Incorporating Climate Change into Landscape Architectural Projects in Florida
Join us, December 9th, for an overview of the latest climate science, climate-wise landscape strategies, and projects relevant to landscape architects in Florida. It will also include a summary of current resources and research being produced by University of Florida faculty and others to assist with landscape-based adaptation to sea level rise, temperature, precipitation, salinity, and other changes as a result of climate change.
This course is will provide 1 Continuing Education Credit.
Florida DBPR Course Number: 11036
**If you would like CE credit, please be sure to enter your LA Number in your registration.
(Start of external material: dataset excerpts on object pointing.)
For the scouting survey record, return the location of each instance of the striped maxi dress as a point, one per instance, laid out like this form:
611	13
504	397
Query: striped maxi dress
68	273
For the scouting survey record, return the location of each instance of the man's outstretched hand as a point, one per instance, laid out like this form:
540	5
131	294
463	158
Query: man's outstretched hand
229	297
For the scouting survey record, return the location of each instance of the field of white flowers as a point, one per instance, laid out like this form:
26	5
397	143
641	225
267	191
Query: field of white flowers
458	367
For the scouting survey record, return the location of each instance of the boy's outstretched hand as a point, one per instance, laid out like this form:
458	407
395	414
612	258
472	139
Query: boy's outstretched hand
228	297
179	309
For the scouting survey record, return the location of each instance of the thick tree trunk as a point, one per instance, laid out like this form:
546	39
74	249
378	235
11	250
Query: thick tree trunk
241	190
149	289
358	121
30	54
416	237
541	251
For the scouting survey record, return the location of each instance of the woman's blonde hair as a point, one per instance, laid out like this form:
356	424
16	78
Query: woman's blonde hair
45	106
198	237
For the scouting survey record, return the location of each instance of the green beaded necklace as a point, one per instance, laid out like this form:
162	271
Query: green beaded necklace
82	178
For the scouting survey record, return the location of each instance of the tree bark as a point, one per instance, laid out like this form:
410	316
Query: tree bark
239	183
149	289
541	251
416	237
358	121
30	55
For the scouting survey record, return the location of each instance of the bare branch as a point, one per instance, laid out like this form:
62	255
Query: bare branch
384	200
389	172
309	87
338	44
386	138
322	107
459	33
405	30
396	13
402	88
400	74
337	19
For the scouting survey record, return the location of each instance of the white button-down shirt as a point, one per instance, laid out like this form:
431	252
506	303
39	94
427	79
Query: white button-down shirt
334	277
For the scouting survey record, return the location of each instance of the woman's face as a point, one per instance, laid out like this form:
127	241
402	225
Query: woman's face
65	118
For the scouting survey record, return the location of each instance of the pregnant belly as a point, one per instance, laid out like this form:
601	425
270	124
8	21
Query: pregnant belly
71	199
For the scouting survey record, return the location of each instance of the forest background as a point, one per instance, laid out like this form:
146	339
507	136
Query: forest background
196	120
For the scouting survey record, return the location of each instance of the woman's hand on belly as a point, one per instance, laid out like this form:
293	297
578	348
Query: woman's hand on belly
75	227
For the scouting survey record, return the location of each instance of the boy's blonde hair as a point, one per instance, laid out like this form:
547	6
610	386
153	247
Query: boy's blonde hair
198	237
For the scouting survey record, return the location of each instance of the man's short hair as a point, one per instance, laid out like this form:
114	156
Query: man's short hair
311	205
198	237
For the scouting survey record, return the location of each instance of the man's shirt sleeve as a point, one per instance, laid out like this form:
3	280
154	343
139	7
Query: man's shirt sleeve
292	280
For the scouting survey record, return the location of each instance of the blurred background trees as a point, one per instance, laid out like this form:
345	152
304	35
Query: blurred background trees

ASLA Florida Members: $20 | Non-Members: $30
Meet The Speakers:
Michael Volk, Landscape Architect
Volk Design Consultants, LLC
Michael Volk is a Florida registered Landscape Architect, partner at Volk Design Consultants, LLC, and Research Assistant Professor in the University of Florida Center for Landscape Conservation Planning, Department of Landscape Architecture. He has a Master’s Degree in Landscape Architecture from the University of Florida and a degree in Architecture from the Frank Lloyd Wright School of Architecture. Michael’s work with the Center for Landscape Conservation Planning (http://conservation.dcp.ufl.edu/) includes applied research with conservation partners throughout Florida on land use, regional conservation planning, and urban green infrastructure; the impacts of sea level rise on natural resources and coastal communities; and climate change adaptation strategies and information needs for landscape architecture students and professionals (https://dcp.ufl.edu/landscapechange/). Michael is also a partner with Florida Resilient Cities (https://dcp.ufl.edu/frc/), an initiative which works with communities across Florida to be more prepared for and resilient to increased risk and future changes.
Belinda Nettles, PhD
Belinda B. Nettles, Ph.D.,is a Research Affiliate in the Center for Landscape Conservation Planning at the University of Florida. Her recent research is broadly concerned with community resilience and climate-wise design. Belinda’s research includes work on disaster planning for historic resources. She worked with the University of Florida’s Levin College of Law Conservation Clinic on a project funded by the National Park Service that culminated in her co-authoring Protecting Florida’s History from Hazards: A Guide for Integrating Cultural Resources into Disaster Planning. She holds a Ph.D. with a concentration in urban and regional planning and a Master of Landscape Architecture degree from the University of Florida. She also holds a graduate certificate in historic preservation from the University of Hawai’i and a bachelor’s degree in history from the University of South Florida.